Sermón
El filósofo griego Empédocles de Agrigento, de finales del siglo V antes de Cristo, tiene el raro mérito de haber sido el inventor de una doctrina científica que duró al menos, destronada por la Química moderna, hasta el siglo XVIII de nuestra era -aunque aún algunas doctrinas esotéricas y new age la sigan utilizando- a saber: que todas las cosas están integradas por cuatro elementos, tierra, agua, aire y fuego.
Según Empédocles son estos cuatro elementos los que, atravesados cíclicamente por dos fuerzas opuestas -el Eros y el Odio-, se unen y disgregan alternativamente, formando transitoriamente los seres que conocemos y nuestro propio ser humano -también mezcla de agua, tierra, fuego, aire, unidos brevemente por la fuerza del Eros, hasta que seamos nuevamente esparcidos y desbaratados por el poder disgregador del Odio-.
Algo parecido sostenía, un siglo después, Demócrito de Abdera, quien, observando las motas de polvo que revoloteaban en los rayos del sol que entraba por su ventana, coligió que, en realidad, los cuatro elementos estaban formados a su vez por partículas iguales, indivisibles, a las cuales llamó 'átomos' y que eran producto del ingreso del vacío, del 'no ser', en la masa compacta del Ser. Según estos átomos se mezclaran más espesamente o menos, de acuerdo a su proporción de ser y no ser, formaban distintamente los cuatro elementos y, de allí, por impulsos azarosos y de modo también breve, fugaz, los diversos cuerpos que conocemos, hasta que volviera a desunirlos el no-ser. De tal manera que todos los individuos, incluído el hombre, no eran sino producto fortuito y contingente de la combinación de elementos producida por fuerzas ciegas y sin propósito.
Pero no se crea que estas doctrinas hayan desaparecido del todo en nuestros días. Es bien conocido el caso de Jacques Monod, premio Nobel de Fisiología del año 1965, cuya obra "El azar y la necesidad" publicada en 1970 -seis años antes de su muerte- tuvo resonancia mundial.

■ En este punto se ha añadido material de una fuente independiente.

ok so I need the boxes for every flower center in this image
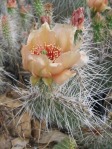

Estudioso de la biosíntesis de las enzimas y la regulación del metabolismo celular, Monod captó la importancia de los estudios de los franceses Petit y Prevost respecto al papel de la genética -y en particular del ADN-, en el mecanismo de la evolución de las especies. Pasando de allí al plano filosófico, sostenía que la aparición del hombre en el universo se debe a una cadena complicadísima de billones de casualidades que, a partir del polvo cósmico, de los elementos forjados en el corazón de las estrellas, en la batidora del espacio, a través de sucesivas y afortunadas combinaciones, condujo a la formación del ADN, del código genético que maneja desde el embrión la formación del ser humano. La aparición de este código, sostiene Monod, es casual, aleatoria, de tal manera que el surgir del primer hombre ha sido un accidente imprevisto que ha demandado millones de veces "más suerte que sacarse la lotería de Montecarlo". Allí está el hombre, afirma Monod -al igual que Empédocles o Demócrito-, nacido de la casualidad, no querido por nadie, no encaminado a ninguna finalidad, no sostenido por un fin, por un sentido que dé significado a su existencia. Cierra su libro -mezcla de ciencia y de filosofía atea barata-, con esta tremenda frase: "El hombre sabe al fin que está solo en la inmensidad indiferente del universo, en el que ha emergido por azar. Ni su destino ni su deber están escritos en ninguna parte. A él le corresponde elegir entre el reino y las tinieblas."
De tal manera que Monod condena al hombre a la soledad más espantosa, perdido en medio de este inmenso universo lleno de galaxias, estrellas y planetas indiferentes, imponiéndole, al mismo tiempo, la titánica tarea -ya que no lo tiene por naturaleza-, de labrarse él mismo un destino, inventarse una finalidad, darle significación arbitraria a la propia vida.
Porque, evidentemente, si he surgido del entrechocarse de la materia sin haber sido pensado por nadie, tampoco he sido pensado para nada en especial. Los fines aparecen cuando hay 'alguien' que los propone. Si no hay Alguien, si no he sido hecho, pensado, creado por nadie, tampoco tengo un fin, una razón de ser, una dirección que justifique mi existencia. Si Dios no existe y solo vivo por casualidad, debo cubrir la pavorosa sin razón de mi existencia inventándome yo mismo fines, señalándome metas, ideando algún motivo que justifique mi vivir.... ¡Tremenda cosa tener que ganar el derecho a la vida y darle sentido! Una vida, como decía Sartre, de por si absurda, accidente ridículo de la nada, breve cohesión de elementos encaminados a disolverse en polvo, en nada, afirmaban Empédocles y Demócrito. ¿Y, entonces, para qué buscarle sentido si, finalmente, se precipita en el sin sentido final del no ser, del morir?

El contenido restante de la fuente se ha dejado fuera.